This wasn’t so bad, being out here with the rain and the wind kicking up around me while I remained safe and sheltered inside my little cocoon. At least I wasn’t soaked through to the skin, so it wasn’t too cold to relax. I sat on the chaise, feeling separated from the rest of the world for this brief space in time as I looked up at the canopy of leaves and branches overhead.
Out here, I can let my mind wander; it’s so dreamy and ethereal. I remember my aunt and Hal used to like it out here a lot, even sometimes on days like this. I never joined them those times; they always seemed to have so much to talk about. I rested my head on my knee with my eyes looking out toward the falling rain. I guess I should start preparing for the worse since it doesn’t look like things are gonna go the way we’d hoped.

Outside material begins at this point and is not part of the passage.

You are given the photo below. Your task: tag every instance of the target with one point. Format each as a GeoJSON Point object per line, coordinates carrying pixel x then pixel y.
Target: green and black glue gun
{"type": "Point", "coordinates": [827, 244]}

I felt a chill run down my spine, and my hand went to my tummy. I know it’s too soon, or maybe all mothers have this sense of knowing, but I’m almost certain I’m carrying Nick’s child. What will I do alone with a child? Hal had made contingencies in case that happened, sad as he was to even contemplate failure. But it takes more than money to raise a child.
I was so preoccupied with my thoughts that I didn’t hear him or sense him until he was right there. I didn’t have time to sit up before he was there, towering over me and looking madder than I’d ever seen him. He glared at me without speaking, and my tummy started to hurt. Then he spoke, and I lost all the feeling in my limbs.
“Do you want to fuck”
“Excuse me?” The words almost got stuck in my throat.
“You heard me; I asked you do you want to fuck?” I felt my face lose all its color as my heart squeezed painfully in my chest. I tried getting up from the chaise, but he didn’t allow me to.
“I think, I think that we should go back inside and calm down. You’re still upset from earlier.”
“Oh, I see; you can only fuck me when you’re pretending that I’m someone else, right.”
“What are you talking about?” I can’t breathe—the look on his face, in his eyes. I felt real fear as I looked up at him, feeling helpless and alone, so alone.
“What am I talking about? What have you have been doing to me to make me act like my grandfather? Why do I get up smelling like cigar smoke when I don’t even smoke? Why do I wake up with the taste of you on my tongue and all over my damn face? And why fuck were you in my bed in the middle of the night?”
It was then I realized he was holding something in his hand, and when he threw it in my face making me cry out with dread, I jumped up from the lounge, and the soft clothing fell to the ground. It was the clothes we’d worn the night before. I had one job, and I screwed it up. Since I’m the only one who knows what’s going on after I, too, come out of the fog, it’s my job to clean up any evidence left behind.
There’s nothing I could do about my scent on him because even though I lure him into the shower each time, we always end up making love one last time before he leaves me. But everything else I’d had to take care of. Maybe I knew on some deeper level that this was the end. Maybe that’s why I’d been so lax the night before.
“You have nothing to say?”
“I…it’s not what you think.”
“Liar, you fucking liar. What is it then? Huh?” You not turning me into some zombie to make me act like my grandfather so you can fuck him?” I cried out when he raised his hand as if he were going to hit me, but all he did was run his hand over his head.
I was shaking like a leaf, afraid to look at him, afraid to say anything more while he was in this state because he wouldn’t believe me. He didn’t say anything, but I knew he was looking at me; I could feel the heat of his stare. I jumped and with good reason when he turned towards me and with a harsh, ‘damn, you’ tore my dress down the middle.
NICK
I feel like I’m going insane like this whole thing is one long, drawn-out dream that I can’t wake up from. I refuse to call it a nightmare because it’s not. Because the truth of what I saw on that bed wouldn’t let me. There was something animalistic, almost raw, about the way I took her. And yet there was a kind of reverence, too, even though I could see the pain in her eyes on the video.